Pulse

From Jon's Wiki
Revision as of 04:17, 26 May 2012 by Johnno (talk | contribs)

If you have spent days and days fucking around trying to get sound to work with your NVidia 220GT HDMI, you have to use hw:0,7 not hw:0,3 which is the first thing pulse sees, and you need to unmute it in ALSA.

sudo apt-get install alsamixergui

Run alsamixergui and UNMUTE ALL FOUR FUCKING SPDIF CHANNELS.
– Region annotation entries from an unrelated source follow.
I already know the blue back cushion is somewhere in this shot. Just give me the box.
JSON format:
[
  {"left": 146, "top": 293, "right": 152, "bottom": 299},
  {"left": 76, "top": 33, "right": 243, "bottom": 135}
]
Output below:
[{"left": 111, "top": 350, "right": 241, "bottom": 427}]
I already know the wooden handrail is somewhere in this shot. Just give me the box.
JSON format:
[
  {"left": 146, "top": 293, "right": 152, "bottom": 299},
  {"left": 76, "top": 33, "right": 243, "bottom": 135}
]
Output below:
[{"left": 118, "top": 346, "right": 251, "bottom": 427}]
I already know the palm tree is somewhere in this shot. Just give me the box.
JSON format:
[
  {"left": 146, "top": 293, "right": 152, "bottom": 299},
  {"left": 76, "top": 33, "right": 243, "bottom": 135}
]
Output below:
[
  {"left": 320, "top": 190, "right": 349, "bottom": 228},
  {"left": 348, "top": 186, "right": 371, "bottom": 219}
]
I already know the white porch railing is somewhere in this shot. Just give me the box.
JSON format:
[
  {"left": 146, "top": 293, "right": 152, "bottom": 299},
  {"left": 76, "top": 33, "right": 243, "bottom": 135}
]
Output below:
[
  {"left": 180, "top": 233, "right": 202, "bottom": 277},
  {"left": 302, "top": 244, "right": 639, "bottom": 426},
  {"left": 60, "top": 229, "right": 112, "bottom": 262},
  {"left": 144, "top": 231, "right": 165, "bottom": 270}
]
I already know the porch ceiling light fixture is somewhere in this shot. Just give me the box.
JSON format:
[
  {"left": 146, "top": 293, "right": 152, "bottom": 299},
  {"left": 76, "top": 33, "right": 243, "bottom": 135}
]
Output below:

Support for 24 bit 96 kHz audio

Make Pulse use 32 bit samples in /etc/pulse/daemon.conf and bump up the sample rate:

default-sample-format = s32le
default-sample-rate = 96000

Surround sound

Since I have a surround HDMI amplifier, I use this in /etc/pulse/default.pa after the autodetect phase (which you might still want for when you plug in USB devices, for instance):

load-module module-alsa-sink device=hw:0,7 channels=6 \
  channel_map=front-left,front-right,rear-left,rear-right,front-center,lfe

and in /etc/pulse/daemon.conf you need:

default-sample-channels = 6
default-channel-map = front-left,front-right,rear-left,rear-right,front-center,lfe

Dolby Digital and DTS "pass-through" streaming

There isn't currently a way to pipe the Dolby Digital or DTS streams directly to the amplifier without abandoning Pulse altogether and reverting to ALSA. However, these days decoding even 24/96 surround in Pulse uses pretty negligible CPU, and even when using ALSA it blocks the audio device. It also means you can enjoy all those annoying alarms, random pop-up beeps and messaging alerts while you watch your movies.